According to my latest royalty statement, I’m selling books in Europe as well as the U.S. Tracking Nana has found a market in Britain and Spain, and I was surprised to find it selling in Germany as well. I’ve seen German tourists around the Southwest over the years but didn’t realize many of them share an interest in the Apache Wars.
A friend steered me toward enlightenment in the works of Karl May, a turn of the (last) century author who might be described as Germany’s Edgar Rice Burroughs. Like Burroughs, May was an enormously prolific and popular writer in his time, selling 200 million copies of his works worldwide. He wrote page-turners set in other exotic locales, but his most popular and enduring creations were the Apache chief Winnetou and his bloodbrother (May’s alter-ego) the intrepid German-American frontiersman Old Shatterhand. Unlike Burroughs, who is only vaguely remembered today as creator of Tarzan, May’s books remain popular in Germany more than a century after his death in 1910, spawning stage plays, TV shows, comic books and movies.

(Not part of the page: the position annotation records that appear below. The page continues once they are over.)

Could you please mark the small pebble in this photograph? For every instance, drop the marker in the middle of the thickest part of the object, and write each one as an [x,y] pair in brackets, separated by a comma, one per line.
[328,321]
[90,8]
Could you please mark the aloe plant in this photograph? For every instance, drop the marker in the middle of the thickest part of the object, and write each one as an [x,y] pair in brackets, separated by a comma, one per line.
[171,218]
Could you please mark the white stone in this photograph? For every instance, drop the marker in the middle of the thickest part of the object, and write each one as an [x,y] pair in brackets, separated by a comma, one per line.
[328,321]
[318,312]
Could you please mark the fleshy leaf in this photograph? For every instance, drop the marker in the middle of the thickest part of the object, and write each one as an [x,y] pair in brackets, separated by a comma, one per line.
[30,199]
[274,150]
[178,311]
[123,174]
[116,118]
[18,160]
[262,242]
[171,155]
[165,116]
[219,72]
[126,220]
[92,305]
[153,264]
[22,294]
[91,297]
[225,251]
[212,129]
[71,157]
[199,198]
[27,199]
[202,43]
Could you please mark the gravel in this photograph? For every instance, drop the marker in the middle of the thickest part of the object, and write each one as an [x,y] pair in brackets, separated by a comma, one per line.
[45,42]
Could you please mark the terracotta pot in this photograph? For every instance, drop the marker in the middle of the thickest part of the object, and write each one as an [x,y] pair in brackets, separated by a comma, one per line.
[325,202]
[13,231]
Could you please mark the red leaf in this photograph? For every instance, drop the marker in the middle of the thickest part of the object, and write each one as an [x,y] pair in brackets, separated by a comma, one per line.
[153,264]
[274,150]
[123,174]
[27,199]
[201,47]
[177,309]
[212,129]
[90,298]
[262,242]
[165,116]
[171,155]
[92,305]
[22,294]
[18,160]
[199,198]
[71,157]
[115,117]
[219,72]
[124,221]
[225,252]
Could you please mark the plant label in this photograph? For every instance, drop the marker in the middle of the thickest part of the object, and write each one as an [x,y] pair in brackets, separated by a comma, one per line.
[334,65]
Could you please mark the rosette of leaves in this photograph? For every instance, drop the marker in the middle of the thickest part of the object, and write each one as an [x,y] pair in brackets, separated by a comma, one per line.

Although May visited America once it was for just six weeks late in his career and he ventured no farther west than Niagara Falls. His Westerns were entirely the product of his vivid imagination, and bore little more relation to the reality of the frontier than Burroughs’ Martian potboilers did to the real Red Planet. In May’s stories Winnetou rises to become first chief of the Mescalero and then leader of all the Apache bands as well as the Navajo — an ambition that would have daunted Old Nana himself. Some of May’s adventures are available online, but I’m not sure whether those listed are English translations or in the original German.